Falase in an interview with the News Agency of Nigeria (NAN) in Lagos said that to help everyone to continue to stay active, the warning had become imperative.

He noted that sports like squash, basketball and other indoor games were considered as high risk sports.

Squash is a racket and ball sport played by two (singles) or four players (doubles squash) in a four-walled court with a small, hollow rubber ball.

The players alternate in striking the ball with their racquets onto the playable surfaces of the four walls of the court.

He explained that players always sweat on the squash court because it was physically challenging, fast and with the enclosed environment within which the game took place, players would inevitably sweat heavily over the course of a match.

Falase explained that due to regular close physical contact between players on the court, the infection could spread readily if any of the players was infected.
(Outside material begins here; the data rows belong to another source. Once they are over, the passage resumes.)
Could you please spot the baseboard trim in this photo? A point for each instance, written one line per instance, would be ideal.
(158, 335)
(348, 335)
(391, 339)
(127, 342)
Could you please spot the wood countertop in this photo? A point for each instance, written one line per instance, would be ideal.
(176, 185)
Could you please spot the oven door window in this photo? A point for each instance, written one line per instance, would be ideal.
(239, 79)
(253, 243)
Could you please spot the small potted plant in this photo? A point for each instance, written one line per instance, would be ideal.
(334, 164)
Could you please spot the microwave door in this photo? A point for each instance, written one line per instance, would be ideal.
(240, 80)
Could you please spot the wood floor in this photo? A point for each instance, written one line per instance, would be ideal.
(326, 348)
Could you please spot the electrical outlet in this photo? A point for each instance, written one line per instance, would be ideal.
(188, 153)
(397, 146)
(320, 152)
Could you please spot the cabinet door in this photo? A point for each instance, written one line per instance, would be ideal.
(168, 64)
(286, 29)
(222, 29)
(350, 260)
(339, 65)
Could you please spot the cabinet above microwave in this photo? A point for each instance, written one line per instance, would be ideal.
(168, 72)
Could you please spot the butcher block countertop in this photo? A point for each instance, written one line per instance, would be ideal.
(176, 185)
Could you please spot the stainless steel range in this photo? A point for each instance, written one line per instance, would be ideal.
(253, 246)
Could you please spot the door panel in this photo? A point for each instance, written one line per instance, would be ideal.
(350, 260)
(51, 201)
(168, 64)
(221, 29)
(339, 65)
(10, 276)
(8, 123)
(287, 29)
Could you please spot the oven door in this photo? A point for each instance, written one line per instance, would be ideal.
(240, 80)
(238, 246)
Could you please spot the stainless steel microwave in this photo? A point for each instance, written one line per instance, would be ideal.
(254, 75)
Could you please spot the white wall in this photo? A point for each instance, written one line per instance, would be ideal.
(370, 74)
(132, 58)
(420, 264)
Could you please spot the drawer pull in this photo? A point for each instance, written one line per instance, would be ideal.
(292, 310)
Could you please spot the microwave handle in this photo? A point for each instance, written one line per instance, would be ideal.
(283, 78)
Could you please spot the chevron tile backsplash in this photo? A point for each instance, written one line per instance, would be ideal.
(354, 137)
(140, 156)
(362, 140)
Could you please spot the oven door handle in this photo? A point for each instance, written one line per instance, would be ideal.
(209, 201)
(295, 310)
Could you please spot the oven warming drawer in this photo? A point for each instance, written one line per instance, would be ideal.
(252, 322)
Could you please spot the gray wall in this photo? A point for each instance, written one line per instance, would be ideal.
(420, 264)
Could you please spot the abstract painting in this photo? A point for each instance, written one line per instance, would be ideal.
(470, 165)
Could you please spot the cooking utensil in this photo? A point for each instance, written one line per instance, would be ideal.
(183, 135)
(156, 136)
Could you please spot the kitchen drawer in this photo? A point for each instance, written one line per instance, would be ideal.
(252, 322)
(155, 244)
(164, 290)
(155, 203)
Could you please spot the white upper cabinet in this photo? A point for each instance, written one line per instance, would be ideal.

He said mostly in squash where two or four athletes were in close contact, if any of them was infected and coughed, the droplet had high chances to be inhaled by other athletes, facilitating viral transmission.

“To emphasise that strenuous exercise induces a much more frequent spitting of secretions and this can further contribute to the COVID-19 spread, particularly if the distancing recommendations are not strictly followed,’’ he explained.

Falase, however, urged caution amid concerns of fresh clusters of cases, saying that precautionary measures must be adhered to strictly to avoid the spread of the virus.

He also noted that easing the restrictions by government did not indicate that the virus no longer existed.

He said because the sports was regarded as higher risk of spreading the virus either within the players or to the general public, emphasis should be on the need for players to focus on maintaining their fitness and practice at home.

Falase urged the players to adhere to safety measures including use of face masks, social distancing and washing of hands.

“The main factors taken into account were the amount of contact between players, the distance between them and the protective measures likely to be put in place to mitigate risks both for training and competitive play.

“Squash is played in a confined space, where close contact is unavoidable; which means players cannot be 2 metres (6ft) apart very often during a game.

“We are looking into possible protective measures for players on court to mitigate the risk of inhaling contaminated droplets and avoiding face touching, which would lower the risk of transmission of the virus,’’ he said.

Falase gave an assurance that the sport would definitely resume but it would take a while because COVID-19 had not gone away.